I implemented this step in the function `plotThePath()`

. Here is an example of my result on a test image:

### Pipeline (video)

#### 1. Running above pipeline on image frame by frame on video taken while driving.

Here’s a Processed Video

### Discussion

Here I’ll talk about the approach I took, what techniques I used, what worked and why, where the pipeline might fail and how I might improve it if I were going to pursue this project further.

In nutshell, pipeline consists of following steps

- fix lens distortion
- use color space with threshold to extract the lane lines
- Convert to binary using gradients on x and y
- transform the image as if its viewed by top
- Using window size of 100, 9 windows fit the line on image and find coefficient
Finally mark the lane boundaries on image.

## Possible failures

Found problem in processing shadows, different colored pavement, in order to cover such scenarios I had to use S and Red channels

Processing is sensitive to other marking that may be found on road.

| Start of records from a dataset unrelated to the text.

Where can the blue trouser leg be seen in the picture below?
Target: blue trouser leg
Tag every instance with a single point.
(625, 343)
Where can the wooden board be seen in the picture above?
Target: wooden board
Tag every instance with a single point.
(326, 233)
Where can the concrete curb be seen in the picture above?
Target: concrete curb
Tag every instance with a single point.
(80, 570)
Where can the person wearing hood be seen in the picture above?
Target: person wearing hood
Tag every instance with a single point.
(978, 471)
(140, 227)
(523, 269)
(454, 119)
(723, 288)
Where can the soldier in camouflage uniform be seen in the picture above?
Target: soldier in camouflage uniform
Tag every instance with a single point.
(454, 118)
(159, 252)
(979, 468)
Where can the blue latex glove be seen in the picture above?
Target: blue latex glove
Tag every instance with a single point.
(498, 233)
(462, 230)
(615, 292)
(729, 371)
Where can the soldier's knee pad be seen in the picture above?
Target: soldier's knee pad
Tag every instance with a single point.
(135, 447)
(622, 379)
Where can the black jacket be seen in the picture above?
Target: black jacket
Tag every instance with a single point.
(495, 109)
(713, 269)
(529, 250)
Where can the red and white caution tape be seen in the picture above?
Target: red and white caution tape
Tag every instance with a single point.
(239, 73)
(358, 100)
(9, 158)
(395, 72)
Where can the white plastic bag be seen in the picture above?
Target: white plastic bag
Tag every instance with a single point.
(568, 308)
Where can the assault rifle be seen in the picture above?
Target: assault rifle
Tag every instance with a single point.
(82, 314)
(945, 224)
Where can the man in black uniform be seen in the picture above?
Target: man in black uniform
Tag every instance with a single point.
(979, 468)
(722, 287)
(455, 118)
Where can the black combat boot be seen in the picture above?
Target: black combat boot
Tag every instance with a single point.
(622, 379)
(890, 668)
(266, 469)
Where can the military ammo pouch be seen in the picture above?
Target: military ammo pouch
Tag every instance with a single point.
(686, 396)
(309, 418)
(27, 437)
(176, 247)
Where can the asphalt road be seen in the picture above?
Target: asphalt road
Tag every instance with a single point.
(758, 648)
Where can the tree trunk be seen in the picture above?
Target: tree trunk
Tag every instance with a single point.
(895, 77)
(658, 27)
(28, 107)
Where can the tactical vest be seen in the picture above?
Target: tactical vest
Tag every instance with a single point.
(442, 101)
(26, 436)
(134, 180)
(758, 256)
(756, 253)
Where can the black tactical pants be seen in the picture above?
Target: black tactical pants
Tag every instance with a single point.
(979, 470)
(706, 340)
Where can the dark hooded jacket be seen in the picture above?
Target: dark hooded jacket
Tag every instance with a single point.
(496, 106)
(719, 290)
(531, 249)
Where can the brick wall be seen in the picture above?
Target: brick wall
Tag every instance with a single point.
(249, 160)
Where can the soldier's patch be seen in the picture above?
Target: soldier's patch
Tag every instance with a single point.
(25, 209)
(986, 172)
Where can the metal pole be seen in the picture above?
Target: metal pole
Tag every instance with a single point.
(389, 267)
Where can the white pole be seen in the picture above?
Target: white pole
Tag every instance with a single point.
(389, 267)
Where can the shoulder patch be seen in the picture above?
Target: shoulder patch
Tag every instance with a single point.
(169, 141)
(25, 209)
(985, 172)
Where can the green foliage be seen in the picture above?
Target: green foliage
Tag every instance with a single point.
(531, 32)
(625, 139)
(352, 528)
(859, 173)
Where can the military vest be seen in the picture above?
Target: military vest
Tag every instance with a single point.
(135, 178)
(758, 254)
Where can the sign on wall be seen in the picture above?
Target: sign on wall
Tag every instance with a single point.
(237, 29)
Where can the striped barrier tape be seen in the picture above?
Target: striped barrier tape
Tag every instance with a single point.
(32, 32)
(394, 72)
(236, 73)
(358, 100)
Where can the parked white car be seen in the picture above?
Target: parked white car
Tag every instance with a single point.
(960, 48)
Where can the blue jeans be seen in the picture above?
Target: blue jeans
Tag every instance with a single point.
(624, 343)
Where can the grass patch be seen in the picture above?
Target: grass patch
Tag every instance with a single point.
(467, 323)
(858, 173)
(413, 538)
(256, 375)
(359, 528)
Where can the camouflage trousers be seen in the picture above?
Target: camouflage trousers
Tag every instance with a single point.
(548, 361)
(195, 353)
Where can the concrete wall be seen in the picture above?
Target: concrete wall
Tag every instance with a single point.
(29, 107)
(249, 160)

Probably using last found line position and searching from there would solve this issue.

## Potential improvements

Hold the state and write confidence score based on information that is available. For example left and right should run parallel if they vary in direction or curvature we can either reject or take weighted average.

Retain the lane position and start searching for same position in next frame, a sliding window would help in adjusting actual position.

Possibly use canny edge in lower portion to start window search, this may help in ignoring other signs on the road.